Councilors removed the 24-hour proposal from Tuesday night’s motion, leaving current rules in place allowing dispensaries to operate between 7 a.m. and midnight Monday-Saturday and 8 a.m.-midnight on Sunday.
If councilors had approved, Sunland Park would have joined Las Cruces in allowing adult cannabis sales at all times of the day, while most major cities have set maximum hours of operation similar to regulations on bars.
Mayor Pro Tem Olga Nuñez, who chaired the meeting due to the absence of Mayor Javier Perea, voiced support for previous police department recommendations that dispensaries should close as early as 11 p.m., to separate the hours of closure of dispensaries and bars serving alcohol.

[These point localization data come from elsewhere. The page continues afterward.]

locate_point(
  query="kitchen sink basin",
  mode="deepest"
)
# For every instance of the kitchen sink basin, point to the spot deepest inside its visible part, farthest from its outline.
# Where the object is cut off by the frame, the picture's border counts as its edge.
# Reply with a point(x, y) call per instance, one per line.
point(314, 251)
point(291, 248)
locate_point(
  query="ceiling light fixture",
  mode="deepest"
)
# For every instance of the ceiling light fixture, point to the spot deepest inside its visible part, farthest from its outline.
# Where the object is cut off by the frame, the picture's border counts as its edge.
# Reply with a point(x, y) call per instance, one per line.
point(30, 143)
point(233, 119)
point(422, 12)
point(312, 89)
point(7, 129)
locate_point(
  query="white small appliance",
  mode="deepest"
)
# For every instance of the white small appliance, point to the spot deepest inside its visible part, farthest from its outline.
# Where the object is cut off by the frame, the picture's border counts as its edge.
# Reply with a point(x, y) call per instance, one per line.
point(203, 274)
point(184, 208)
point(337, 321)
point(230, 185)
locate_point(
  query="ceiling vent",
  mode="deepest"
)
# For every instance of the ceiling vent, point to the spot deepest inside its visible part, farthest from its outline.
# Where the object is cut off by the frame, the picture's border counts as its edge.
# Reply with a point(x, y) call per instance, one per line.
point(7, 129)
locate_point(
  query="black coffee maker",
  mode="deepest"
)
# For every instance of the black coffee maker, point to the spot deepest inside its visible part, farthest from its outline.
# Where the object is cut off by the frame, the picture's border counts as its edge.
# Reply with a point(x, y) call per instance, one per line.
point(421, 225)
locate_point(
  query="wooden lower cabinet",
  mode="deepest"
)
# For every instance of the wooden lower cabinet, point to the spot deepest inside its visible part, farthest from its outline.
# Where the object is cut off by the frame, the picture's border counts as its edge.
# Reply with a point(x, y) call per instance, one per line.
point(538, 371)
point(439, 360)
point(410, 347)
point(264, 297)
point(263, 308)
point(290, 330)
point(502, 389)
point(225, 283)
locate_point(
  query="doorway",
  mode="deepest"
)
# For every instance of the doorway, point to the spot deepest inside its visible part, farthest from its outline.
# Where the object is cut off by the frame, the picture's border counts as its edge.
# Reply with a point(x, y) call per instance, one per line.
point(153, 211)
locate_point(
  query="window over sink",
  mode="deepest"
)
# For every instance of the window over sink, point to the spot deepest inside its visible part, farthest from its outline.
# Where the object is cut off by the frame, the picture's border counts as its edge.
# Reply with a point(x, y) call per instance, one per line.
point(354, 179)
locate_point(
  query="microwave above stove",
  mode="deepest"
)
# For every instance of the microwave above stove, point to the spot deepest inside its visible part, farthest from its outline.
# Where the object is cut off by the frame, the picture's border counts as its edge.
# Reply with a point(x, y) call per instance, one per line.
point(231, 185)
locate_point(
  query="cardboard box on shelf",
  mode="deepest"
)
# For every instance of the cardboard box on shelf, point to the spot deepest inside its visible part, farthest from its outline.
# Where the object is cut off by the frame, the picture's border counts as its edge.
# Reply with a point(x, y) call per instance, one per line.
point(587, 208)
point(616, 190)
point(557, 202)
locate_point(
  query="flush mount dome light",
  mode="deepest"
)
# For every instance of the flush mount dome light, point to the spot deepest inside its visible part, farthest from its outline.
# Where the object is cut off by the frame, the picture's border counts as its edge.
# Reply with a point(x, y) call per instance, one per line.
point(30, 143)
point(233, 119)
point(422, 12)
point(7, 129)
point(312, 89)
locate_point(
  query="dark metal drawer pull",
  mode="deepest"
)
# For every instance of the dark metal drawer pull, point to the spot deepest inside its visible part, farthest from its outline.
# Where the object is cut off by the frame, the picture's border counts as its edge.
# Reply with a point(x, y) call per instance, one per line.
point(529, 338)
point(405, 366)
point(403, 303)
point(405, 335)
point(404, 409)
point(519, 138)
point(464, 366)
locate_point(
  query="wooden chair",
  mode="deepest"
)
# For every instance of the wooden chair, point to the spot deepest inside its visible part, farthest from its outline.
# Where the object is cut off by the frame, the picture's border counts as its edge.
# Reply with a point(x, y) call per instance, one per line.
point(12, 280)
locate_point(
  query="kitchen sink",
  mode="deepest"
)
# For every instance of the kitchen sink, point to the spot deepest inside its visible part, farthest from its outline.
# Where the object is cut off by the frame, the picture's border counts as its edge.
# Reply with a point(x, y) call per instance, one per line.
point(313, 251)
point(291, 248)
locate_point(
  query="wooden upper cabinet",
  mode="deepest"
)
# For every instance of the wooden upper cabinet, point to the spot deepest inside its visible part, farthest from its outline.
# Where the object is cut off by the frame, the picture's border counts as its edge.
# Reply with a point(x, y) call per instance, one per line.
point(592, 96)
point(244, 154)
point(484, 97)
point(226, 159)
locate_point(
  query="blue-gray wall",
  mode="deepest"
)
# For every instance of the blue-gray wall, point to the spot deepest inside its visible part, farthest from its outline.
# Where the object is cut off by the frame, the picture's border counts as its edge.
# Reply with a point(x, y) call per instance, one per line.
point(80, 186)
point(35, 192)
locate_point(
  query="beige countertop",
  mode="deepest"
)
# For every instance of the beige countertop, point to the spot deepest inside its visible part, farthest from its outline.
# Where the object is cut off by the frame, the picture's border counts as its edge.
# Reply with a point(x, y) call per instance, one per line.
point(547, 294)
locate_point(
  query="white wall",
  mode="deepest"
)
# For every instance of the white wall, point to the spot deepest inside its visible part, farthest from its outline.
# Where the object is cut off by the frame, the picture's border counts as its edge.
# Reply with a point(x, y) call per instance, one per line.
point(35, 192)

Councilors acknowledged public safety issues while seeking to make room for New Mexico’s emerging cannabis industry. Many comments expressed skepticism about the legalization of cannabis in the first place, while two residents revealed that the medical use of cannabis had helped them break their previous addictions to narcotics.
Over the course of an hour, public comments frequently compared cannabis retail stores to establishments where alcoholic beverages are consumed. However, cannabis – like alcohol – can only be consumed in licensed consumption lounges.
Several commentators, including representatives from local homeowners associations, expressed concern about the existing strains on the Sunland Park Police Department and the possibility of break-ins and burglaries at dispensaries.
Calling for more time and data before making any changes, resident Javier Murillo said: “What I see is a city that wants to take giant leaps into uncharted waters.”
Three High Horse Cannabis Co. executives spoke out in favor of easing restrictions, while Michael Silver, founder and CEO of cannabis dispensary chain Pinnacle Emporium, expressed support for mandatory closing hours and is opposed to changing the required distance from schools and daycare centers after some companies had already made investments.
“How am I supposed to protect my staff at 3 a.m. if I have an open and ongoing operation with a police force that is stretched to begin with?” he asked rhetorically.
Gadsden Independent School District Superintendent Travis Dempsey and School Board Chair Laura Salazar Flores have spoken out against a proposal to reduce the buffer zone from 300 feet to 100 feet. Dempsey said the 300-foot maximum distance allowed by law is “a safety limit that will help restrict access for students, maintain workplace safety standards for staff, and minimize potential liability for government entities.” “.
Councilors eventually amended the proposal and unanimously approved 200 feet.
Finally, the revised ordinance provides for special use permits allowing licensed retailers to conduct operations from modular buildings on commercial zoned property while a permanent building is under construction.